Workflow of ITH analysis. (A) Representative axial image from the final phase of contrast-enhanced T1-weighted DCE-MRI. (B) Three-dimensional segmentation of the index tumor. (C) Subregional mapping of intra-tumoral heterogeneity. (D) Temporal signal intensity curve of the intra-tumoral region. (E) Subregional mapping of peri-tumoral heterogeneity. (F) Temporal signal intensity curve of the peri-tumoral region. DCE-MRI, dynamic contrast-enhanced magnetic resonance imaging; ITH, intra- and peri-tumoral heterogeneity; SI, signal intensity; TTP, time to peak intensity; WIS, wash-in slope; WR, washout rate.

Figure 3

Box plots show ITH scores stratified by true dichotomized HER2 status. The mean ITH score of HER2 low tumors was higher than that of HER2 zero tumors (P<0.001), but lower than that of HER2-positive tumors (P<0.001). Additionally, the mean ITH score of HER2 zero tumors was lower than that of HER2-positive tumors (P<0.001). P values were calculated using the Mann-Whitney test. HER2, human epidermal growth factor receptor 2; ITH, intra- and peri-tumoral heterogeneity.

Figure 4

ITH color mapping and T2WI of BC patients with HER2 low (A-C), HER2 zero (D-F), and HER2 positive (G-I) expression. (A-C) A 48-year-old woman with hormone receptor-positive no special type carcinoma in the left breast had HER2 low expression.
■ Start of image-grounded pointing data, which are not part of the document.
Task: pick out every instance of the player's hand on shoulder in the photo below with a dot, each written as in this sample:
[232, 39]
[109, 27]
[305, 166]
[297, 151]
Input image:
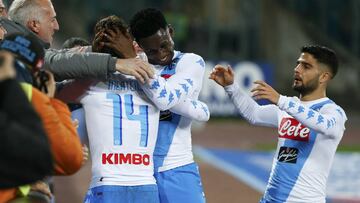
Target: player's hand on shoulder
[222, 75]
[138, 68]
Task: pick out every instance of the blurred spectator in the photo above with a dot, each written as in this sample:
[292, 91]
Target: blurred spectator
[75, 42]
[55, 116]
[25, 153]
[39, 16]
[3, 12]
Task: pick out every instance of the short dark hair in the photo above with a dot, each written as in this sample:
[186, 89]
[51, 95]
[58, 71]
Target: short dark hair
[112, 22]
[323, 55]
[75, 41]
[146, 23]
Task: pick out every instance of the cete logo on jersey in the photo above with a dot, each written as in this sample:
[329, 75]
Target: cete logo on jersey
[290, 128]
[288, 155]
[120, 158]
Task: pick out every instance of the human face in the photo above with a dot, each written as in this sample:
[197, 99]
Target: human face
[306, 74]
[159, 47]
[48, 24]
[3, 12]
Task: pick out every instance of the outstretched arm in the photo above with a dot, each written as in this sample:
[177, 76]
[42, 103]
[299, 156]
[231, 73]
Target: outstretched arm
[80, 63]
[330, 120]
[254, 113]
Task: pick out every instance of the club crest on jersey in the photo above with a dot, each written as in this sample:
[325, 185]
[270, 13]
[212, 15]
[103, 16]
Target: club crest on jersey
[120, 158]
[288, 155]
[292, 129]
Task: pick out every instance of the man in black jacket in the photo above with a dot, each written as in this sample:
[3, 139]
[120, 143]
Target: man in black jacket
[25, 155]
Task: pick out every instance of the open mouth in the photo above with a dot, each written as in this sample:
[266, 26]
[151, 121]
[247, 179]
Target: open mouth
[297, 79]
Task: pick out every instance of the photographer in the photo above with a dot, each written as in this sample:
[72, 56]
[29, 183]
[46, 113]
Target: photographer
[65, 144]
[25, 153]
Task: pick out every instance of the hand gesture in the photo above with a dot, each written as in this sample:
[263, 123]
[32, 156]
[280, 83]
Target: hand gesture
[7, 69]
[85, 151]
[265, 91]
[223, 76]
[141, 70]
[41, 187]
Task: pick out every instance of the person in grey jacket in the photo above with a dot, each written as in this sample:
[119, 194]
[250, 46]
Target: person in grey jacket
[39, 17]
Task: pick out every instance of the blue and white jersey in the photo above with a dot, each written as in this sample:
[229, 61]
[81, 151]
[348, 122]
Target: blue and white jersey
[122, 119]
[173, 146]
[308, 136]
[122, 126]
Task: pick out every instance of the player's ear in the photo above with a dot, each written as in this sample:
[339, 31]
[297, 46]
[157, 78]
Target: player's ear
[325, 77]
[33, 25]
[171, 30]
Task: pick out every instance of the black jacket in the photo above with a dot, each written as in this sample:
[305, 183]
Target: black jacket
[25, 154]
The intra-tumor (A) and peri-tumor (B) regions were segmented and characterized using color mapping in axial fat-suppressed DCE-MRI. Her personalized ITH score was 0.59. (C) Axial T2-weighted image of the same woman showed no peri-tumoral edema. (D-F) Another 54-year-old woman with hormone receptor-negative metaplastic carcinoma in the right breast had HER2 zero expression. The intra-tumor (D) and peri-tumor (E) regions were segmented and characterized using color mapping in the axial fat-suppressed DCE-MRI (personalized ITH score =0.49). (F) An axial T2-weighted image in this woman showed pre-pectoral edema (white arrow). (G-I) A 52-year-old woman with hormone receptor-negative no special type carcinoma in the left breast had HER2 positive expression. The intra-tumor (G) and peri-tumor (H) was segmented and characterized using color mapping in the axial fat-suppressed DCE-MRI (personalized ITH score =0.84). (I) Axial T2-weighted image show pre-pectoral edema (white arrow). BC, breast cancer; DCE-MRI, dynamic contrast-enhanced magnetic resonance imaging; HER2, human epidermal growth factor receptor 2; ITH, intra- and peri-tumoral heterogeneity.

Figure 5

Boxplots show the predictive performance of Final Combined Models in predicting true dichotomized HER2 status. The predictive performance of Final Combined Models for all dichotomized HER2 tasks yielded P values less than 0.001, calculated using the Mann-Whitney test. HER2, human epidermal growth factor receptor 2.

Figure 6

Performance of the Final Combined Models for distinguishing dichotomized HER2 status. AUC, area under the curve; CI, confidence interval; HER2, human epidermal growth factor receptor 2; ROC, receiver operating characteristic.